Sri Lanka’s National Consumer Price Index (NCPI) eased to 49.2 per cent year-on-year in March, after a 53.6% rise in February, the statistics department said on Friday.
Food inflation eased to 42.3 per cent in March from 49 per cent in February, while non-food inflation was at 54.9%, the Department of Census and Statistics said in a statement.
This is the first time inflation has dropped below 50 per cent since August last year.
The island’s 22 million people have faced soaring inflation since early 2022, partly caused by a severe foreign exchange shortage that triggered the worst financial crisis in seven decades and forced the country to default on its debt repayments.

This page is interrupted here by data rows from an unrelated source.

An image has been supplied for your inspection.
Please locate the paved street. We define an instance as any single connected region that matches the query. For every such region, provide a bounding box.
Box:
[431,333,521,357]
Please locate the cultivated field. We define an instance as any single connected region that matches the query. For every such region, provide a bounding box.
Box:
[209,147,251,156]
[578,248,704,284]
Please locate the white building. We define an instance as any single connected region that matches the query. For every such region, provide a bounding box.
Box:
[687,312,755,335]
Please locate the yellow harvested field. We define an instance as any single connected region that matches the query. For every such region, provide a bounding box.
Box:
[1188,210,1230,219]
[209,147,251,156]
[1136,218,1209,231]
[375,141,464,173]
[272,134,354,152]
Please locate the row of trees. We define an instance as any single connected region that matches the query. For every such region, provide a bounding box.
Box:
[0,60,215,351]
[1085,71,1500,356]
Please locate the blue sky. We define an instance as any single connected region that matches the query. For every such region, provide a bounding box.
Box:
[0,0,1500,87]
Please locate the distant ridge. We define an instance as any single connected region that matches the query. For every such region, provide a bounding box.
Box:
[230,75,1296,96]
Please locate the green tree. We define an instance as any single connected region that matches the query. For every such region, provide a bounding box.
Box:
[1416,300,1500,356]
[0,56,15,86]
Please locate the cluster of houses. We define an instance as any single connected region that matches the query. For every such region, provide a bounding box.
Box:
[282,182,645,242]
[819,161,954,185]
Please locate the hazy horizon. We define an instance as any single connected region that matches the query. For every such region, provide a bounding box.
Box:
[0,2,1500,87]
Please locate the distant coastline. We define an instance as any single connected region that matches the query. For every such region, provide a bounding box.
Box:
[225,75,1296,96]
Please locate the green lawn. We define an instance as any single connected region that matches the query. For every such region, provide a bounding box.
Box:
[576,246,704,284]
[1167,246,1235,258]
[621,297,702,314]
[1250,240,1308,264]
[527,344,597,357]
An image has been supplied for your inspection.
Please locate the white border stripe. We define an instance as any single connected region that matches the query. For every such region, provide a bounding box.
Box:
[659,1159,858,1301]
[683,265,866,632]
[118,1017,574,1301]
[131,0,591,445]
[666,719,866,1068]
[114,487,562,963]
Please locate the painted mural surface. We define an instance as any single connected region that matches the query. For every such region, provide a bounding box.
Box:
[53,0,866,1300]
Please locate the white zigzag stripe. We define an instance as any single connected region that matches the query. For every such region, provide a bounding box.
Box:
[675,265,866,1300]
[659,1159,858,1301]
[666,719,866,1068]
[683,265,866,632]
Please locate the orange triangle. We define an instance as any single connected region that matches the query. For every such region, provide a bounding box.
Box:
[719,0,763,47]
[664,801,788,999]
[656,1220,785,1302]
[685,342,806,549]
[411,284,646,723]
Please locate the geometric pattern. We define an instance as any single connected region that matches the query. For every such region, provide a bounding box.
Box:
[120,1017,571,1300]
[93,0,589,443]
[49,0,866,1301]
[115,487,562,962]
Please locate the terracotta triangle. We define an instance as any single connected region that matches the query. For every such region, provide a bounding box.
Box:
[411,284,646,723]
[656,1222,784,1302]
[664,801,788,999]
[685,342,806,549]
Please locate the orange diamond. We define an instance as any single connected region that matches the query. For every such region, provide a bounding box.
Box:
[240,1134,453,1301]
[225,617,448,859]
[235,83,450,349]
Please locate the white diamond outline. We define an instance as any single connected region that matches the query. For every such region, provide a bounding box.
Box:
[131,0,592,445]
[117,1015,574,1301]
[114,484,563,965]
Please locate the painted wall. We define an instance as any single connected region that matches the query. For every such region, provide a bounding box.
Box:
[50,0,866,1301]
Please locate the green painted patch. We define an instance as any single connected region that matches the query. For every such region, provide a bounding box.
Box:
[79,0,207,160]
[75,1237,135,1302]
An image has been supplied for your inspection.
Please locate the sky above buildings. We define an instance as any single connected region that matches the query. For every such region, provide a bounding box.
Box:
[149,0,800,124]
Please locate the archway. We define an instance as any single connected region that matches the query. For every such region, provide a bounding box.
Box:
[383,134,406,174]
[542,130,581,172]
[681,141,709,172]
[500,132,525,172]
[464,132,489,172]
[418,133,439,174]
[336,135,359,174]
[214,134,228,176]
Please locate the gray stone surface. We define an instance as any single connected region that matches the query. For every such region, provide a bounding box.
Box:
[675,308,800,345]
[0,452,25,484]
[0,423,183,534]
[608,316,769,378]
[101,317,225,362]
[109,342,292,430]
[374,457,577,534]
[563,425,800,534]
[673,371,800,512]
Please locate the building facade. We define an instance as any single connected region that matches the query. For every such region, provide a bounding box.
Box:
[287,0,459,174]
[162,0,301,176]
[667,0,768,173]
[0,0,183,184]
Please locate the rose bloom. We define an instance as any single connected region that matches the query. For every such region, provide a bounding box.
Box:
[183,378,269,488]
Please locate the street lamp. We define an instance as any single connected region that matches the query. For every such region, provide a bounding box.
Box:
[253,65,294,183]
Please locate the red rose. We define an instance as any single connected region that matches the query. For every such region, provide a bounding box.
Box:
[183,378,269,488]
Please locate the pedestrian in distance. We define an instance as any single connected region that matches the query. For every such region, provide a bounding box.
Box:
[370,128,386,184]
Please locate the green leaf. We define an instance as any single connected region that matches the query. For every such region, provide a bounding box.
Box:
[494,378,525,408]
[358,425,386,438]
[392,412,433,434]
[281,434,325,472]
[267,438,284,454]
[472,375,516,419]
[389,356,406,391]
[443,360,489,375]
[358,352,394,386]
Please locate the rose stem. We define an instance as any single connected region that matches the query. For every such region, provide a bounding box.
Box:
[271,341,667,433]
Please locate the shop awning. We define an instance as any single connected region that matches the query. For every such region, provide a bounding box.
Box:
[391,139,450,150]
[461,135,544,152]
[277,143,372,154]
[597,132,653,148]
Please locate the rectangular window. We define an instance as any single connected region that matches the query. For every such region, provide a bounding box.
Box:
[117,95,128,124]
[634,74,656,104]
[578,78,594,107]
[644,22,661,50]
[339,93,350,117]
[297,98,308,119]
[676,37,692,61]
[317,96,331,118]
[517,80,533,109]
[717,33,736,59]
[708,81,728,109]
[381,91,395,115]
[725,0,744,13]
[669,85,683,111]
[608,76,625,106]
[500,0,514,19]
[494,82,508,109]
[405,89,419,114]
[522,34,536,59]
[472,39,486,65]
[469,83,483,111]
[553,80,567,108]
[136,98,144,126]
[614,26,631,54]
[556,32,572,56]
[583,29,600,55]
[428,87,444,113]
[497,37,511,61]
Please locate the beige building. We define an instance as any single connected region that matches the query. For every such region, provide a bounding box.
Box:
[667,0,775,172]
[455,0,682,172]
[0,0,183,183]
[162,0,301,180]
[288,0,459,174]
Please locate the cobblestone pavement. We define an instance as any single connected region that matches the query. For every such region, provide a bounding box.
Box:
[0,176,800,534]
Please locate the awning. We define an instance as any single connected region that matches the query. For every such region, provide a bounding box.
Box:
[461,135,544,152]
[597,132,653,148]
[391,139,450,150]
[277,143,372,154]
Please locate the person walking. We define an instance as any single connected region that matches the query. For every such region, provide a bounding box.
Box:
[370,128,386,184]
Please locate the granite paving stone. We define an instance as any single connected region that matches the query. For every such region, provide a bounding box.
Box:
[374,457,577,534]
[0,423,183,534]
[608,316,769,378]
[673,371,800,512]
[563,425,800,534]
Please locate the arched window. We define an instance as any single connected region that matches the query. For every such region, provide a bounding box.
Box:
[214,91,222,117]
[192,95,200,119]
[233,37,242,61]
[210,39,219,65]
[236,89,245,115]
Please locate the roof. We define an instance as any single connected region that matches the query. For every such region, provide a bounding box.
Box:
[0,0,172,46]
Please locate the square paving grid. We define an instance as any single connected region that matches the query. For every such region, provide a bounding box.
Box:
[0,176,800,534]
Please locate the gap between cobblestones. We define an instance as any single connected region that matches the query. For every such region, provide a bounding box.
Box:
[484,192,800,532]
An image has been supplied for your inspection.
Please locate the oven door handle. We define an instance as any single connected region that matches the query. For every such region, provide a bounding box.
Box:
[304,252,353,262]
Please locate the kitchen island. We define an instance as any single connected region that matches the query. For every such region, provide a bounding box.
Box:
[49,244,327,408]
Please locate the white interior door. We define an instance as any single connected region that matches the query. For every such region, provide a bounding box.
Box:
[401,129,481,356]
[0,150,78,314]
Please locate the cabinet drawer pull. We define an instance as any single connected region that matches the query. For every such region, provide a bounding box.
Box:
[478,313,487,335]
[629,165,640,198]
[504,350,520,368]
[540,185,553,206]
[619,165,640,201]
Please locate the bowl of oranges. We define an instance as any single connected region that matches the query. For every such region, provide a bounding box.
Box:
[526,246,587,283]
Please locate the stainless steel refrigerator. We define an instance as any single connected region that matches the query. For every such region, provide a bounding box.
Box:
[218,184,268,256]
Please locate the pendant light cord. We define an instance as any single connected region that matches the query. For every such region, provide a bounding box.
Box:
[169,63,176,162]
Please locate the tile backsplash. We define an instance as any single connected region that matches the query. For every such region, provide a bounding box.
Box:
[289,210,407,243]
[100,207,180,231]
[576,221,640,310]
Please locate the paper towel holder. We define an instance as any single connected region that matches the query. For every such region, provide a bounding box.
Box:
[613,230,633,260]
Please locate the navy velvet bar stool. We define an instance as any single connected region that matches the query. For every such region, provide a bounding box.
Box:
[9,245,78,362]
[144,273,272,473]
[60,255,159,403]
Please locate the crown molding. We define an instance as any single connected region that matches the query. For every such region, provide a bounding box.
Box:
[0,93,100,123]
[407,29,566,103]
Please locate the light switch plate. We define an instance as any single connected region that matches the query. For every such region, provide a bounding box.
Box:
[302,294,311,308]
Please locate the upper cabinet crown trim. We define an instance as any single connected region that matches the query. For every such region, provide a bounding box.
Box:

“Given the high base, subdued demand and improved costs because of lower global commodity prices and a more stable currency, Sri Lanka could see its inflation reducing to below 40 per cent from the end of April onwards,” said Sanjeewa Fernando Senior Vice President Research at Asia Securities.
Sri Lanka’s central bank kept interest rates steady in April and expressed optimism that inflation would decelerate sharply in the coming months, in its first policy decision since securing a $3 billion bailout from the International Monetary Fund (IMF).
Central bank Governor Nandalal Weerasinghe said a favourable base effect would kick in from next month with inflation projected to hit single digits by end-December.
The NCPI captures broader retail price inflation and is released with a lag of 21 days every month.
The Colombo Consumer Price Index (CCPI), released at the end of each month, eased to 50.3 per cent in March from 50.6 per cent in February, data from the statistics department showed.